His old skill in professing understanding of each side has been put to good use. To those who want talks with Hamas even though it does not recognise Israel, he said: “I totally understand people who say that [although] it's not the Quartet's position” while adding that “you can't dispute that Hamas has a military grip on Gaza and if they wanted to stop these [rocket] attacks they could”. He spent much time asserting impartiality, noting: “I've come to realise that what each side says about the other is essentially true.” He did argue that Israel “has to go farther and faster, especially on the West Bank”, and that some of its settlements “are illegal under Israeli law, never mind international law”, but did not mention its recent decision to expand them.

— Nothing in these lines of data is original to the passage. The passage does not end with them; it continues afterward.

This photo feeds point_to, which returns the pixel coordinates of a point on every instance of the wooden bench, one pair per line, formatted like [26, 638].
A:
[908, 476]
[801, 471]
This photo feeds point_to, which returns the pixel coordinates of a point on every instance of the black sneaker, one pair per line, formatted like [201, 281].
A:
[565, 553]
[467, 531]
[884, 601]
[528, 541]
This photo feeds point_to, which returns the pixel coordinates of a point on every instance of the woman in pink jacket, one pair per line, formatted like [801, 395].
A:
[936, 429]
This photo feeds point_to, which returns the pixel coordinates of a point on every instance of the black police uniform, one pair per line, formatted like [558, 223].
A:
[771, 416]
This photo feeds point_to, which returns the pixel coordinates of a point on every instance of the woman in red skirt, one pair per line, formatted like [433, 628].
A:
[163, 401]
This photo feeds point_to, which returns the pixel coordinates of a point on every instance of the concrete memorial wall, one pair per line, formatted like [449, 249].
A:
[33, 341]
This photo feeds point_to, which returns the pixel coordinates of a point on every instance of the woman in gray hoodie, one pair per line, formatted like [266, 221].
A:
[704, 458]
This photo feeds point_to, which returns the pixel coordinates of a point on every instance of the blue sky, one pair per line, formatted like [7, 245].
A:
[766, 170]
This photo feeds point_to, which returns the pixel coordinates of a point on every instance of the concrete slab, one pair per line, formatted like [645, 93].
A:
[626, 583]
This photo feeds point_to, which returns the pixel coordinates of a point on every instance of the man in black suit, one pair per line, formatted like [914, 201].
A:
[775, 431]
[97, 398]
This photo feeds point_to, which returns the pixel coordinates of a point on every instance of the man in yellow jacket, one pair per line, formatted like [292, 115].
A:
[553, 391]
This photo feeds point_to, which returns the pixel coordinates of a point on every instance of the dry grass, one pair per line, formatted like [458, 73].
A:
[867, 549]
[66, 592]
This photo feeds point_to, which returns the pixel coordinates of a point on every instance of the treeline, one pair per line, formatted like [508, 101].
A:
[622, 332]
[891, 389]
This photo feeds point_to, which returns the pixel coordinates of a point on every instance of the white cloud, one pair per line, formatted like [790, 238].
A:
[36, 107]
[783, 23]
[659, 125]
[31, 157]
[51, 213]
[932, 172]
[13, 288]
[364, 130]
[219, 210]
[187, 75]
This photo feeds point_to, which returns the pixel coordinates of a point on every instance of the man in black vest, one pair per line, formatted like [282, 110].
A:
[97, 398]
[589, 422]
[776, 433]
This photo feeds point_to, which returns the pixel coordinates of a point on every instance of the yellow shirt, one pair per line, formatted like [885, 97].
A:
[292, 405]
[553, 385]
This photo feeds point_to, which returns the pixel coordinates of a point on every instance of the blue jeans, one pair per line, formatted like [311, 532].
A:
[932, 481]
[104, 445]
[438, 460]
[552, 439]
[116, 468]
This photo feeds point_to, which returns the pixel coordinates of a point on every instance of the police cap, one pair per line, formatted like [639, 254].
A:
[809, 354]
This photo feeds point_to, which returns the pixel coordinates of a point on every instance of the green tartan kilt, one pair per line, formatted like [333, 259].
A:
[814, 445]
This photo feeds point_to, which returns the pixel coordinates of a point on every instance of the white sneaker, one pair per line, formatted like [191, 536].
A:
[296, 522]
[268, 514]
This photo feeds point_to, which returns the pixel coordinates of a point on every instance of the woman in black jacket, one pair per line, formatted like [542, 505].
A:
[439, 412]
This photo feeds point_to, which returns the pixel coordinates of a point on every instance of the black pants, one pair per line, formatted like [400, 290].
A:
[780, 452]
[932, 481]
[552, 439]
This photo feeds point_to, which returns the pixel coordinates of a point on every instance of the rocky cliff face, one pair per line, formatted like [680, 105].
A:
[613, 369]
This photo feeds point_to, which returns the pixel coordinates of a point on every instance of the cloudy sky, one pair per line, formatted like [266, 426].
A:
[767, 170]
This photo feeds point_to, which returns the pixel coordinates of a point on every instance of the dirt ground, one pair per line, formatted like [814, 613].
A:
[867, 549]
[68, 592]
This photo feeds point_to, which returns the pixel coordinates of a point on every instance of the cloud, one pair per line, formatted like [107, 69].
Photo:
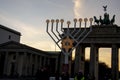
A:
[77, 7]
[31, 35]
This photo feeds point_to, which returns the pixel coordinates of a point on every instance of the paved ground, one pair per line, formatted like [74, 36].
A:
[51, 78]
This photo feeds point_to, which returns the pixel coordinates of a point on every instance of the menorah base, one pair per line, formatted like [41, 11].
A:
[65, 68]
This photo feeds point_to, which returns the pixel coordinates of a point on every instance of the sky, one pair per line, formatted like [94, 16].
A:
[29, 17]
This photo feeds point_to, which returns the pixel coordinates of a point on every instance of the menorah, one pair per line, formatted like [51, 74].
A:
[67, 39]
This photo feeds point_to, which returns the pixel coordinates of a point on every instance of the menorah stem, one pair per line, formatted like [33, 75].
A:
[66, 59]
[47, 27]
[57, 26]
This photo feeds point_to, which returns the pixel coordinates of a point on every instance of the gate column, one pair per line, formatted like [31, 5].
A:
[94, 61]
[114, 61]
[79, 59]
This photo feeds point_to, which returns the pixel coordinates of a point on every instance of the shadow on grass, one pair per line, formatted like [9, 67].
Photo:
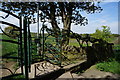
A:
[14, 77]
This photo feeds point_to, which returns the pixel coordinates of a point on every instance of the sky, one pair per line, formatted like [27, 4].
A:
[108, 17]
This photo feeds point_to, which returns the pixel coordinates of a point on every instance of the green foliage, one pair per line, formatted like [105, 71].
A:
[104, 34]
[111, 65]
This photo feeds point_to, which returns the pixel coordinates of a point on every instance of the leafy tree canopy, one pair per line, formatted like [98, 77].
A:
[104, 34]
[54, 12]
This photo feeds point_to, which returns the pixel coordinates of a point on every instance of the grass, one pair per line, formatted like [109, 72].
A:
[14, 77]
[112, 65]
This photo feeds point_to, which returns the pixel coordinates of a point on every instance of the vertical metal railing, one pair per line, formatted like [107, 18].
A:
[25, 48]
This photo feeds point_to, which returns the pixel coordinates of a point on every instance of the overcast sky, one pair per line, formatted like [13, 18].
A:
[108, 17]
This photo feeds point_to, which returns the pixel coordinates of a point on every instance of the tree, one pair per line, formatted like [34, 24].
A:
[104, 34]
[11, 31]
[53, 12]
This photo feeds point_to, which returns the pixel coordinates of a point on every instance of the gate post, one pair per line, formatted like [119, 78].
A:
[25, 49]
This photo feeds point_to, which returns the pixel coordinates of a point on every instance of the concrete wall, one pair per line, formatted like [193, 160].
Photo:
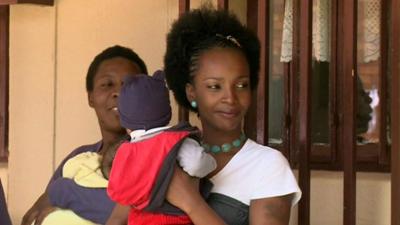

He said that “there will a real problem if a new American president takes a couple of years” to focus on the problem, which, he argued, was “fundamental to security in the region and to peace between Islam and the West”. Iraq may have compromised his own ability to make that case, one MP suggested yesterday. But still, he made a good case that his time in Bethlehem hotels counting tourists has not been wasted, and that there are parts of the deadlock that are susceptible to the talking cure.